The term "beta" will also collapse into irrelevance in downloadable software, predicts Chris Messina, who calls himself director of experience at Flock, a startup developing an open source browser. Users of Microsoft products know that when software products move out of beta, users are flooded with security and quality patches in short order, meaning that version 1.0 isn't so much a magic milestone as just another point in a continual cycle of development.
"I see gradients of validity where for my mom I might wait until Flock gets to 0.8 before I install it for her," Messina says. "For friends who I like I'll give them the development version that won't crash the system, and then for people I don't like they can have the nightly builds. So I think we'll have three tracks."
Guardian Unlimited Technology | Are you a dummy for beta software?
So there you have it, if I don't like you, go download annightlyhourly build. ;)
No, just kidding.
But the point stands -- software development is indeed becoming more organic, without really even realizing it (or maybe it has been all along, but we've fought its natural state for business reasons -- after all, selling upgrades is a lucrative bidniz). Sure, you've still got holdouts and beta logos plastered all over the place, but the reality is this: software is a process. It's never really done. The longer we go on pretending that the vaunted one-dot-oh somehow indicates a sense of finality, security or stability, the harder time we're going to have convincing folks not in the geek world that there will always be bugs, that there are no right answers, that, just like natural systems, we've got to design for imperfection, frailty, accidents and hell, the irrationality of human actors.

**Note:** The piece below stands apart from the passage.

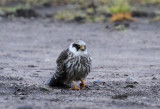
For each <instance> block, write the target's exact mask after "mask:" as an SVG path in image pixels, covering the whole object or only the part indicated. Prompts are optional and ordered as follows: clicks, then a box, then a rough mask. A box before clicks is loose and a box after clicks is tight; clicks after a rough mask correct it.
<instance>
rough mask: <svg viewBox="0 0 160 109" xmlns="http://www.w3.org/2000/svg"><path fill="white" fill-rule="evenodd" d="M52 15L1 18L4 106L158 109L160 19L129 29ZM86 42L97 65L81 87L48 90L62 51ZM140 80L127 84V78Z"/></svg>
mask: <svg viewBox="0 0 160 109" xmlns="http://www.w3.org/2000/svg"><path fill="white" fill-rule="evenodd" d="M105 26H106V24H78V23H56V22H53V21H50V20H48V19H35V20H34V19H33V20H25V19H14V20H1V21H0V28H1V29H0V108H1V109H88V108H90V109H98V108H100V109H106V108H107V109H138V108H139V109H151V108H152V109H159V108H160V22H159V23H147V22H146V20H141V21H139V20H137V22H136V23H131V24H130V27H129V28H127V29H126V30H125V31H117V30H111V29H106V28H105ZM77 39H82V40H84V41H86V43H87V45H88V46H87V47H88V52H89V53H90V54H91V55H92V57H93V69H92V72H91V73H90V74H89V75H88V77H87V79H86V85H87V87H86V88H84V89H83V90H81V91H75V90H73V91H71V90H68V89H63V88H62V89H59V88H49V87H47V86H45V82H46V81H47V80H48V79H49V78H50V77H51V75H52V73H53V72H54V70H55V68H56V63H55V60H56V58H57V57H58V55H59V53H60V52H61V51H62V50H64V49H65V48H67V47H68V46H69V44H70V43H71V42H72V41H75V40H77ZM128 77H133V78H135V79H136V80H137V81H138V82H139V83H138V84H133V85H128V84H127V83H126V79H127V78H128Z"/></svg>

So listen, I'd read somewhere recently (I forget where -- I wasn't using Flock so I can't full-text search my history) that this whole BETA program fad is just a way for companies to shirk responsibility for the apps they deploy. It's like, you call something "beta" and poof, no more responsibility. Well, clearly no one really does read EULAs anymore or you'd know that, beta or not, no one takes responsibility for anything anymore. It's all the in the EULA, usually in some big bold type like this: WE DON'T CARE IF YOU BLOW UP YOUR COMPUTER WITH OUR SOFTWARE, IT'S NOT OUR FAULT AND THE LAW IS ON OUR SIDE, GET OVER IT (copied from the IE7 beta 2 EULA).
(No, just kidding).
Anyway, I think the point that Schofield makes in his article is a good one, and I enjoyed the chance to talk to him about it. But really folks, and this was raised in that conversation, what the heck are we going to do with desktop apps and the ever-present push towards one-dot-ohs? I don't see them going away any time soon and yet they simply don't reflect anything useful, especially since webapps have the luxury of never really worrying about that problem and can be in a constant state of flux and no one really cares... As it is, Thunderbird has been downloading updates every other day, asking me to restart it so that it can update itself... I have no idea what version I'm running -- only the knowledge that somebody, somewhere is working on the thing and that its stability comes in fits and spurts. And that's ok, because I've come to Jesse baby, hallelujah!, praise the Ford, Zen-master dojo, taekwon-do and on and on. Yeah, now that software development is becoming more zen-like, how do we help the rest of the world cope with the realities of such uncertainty?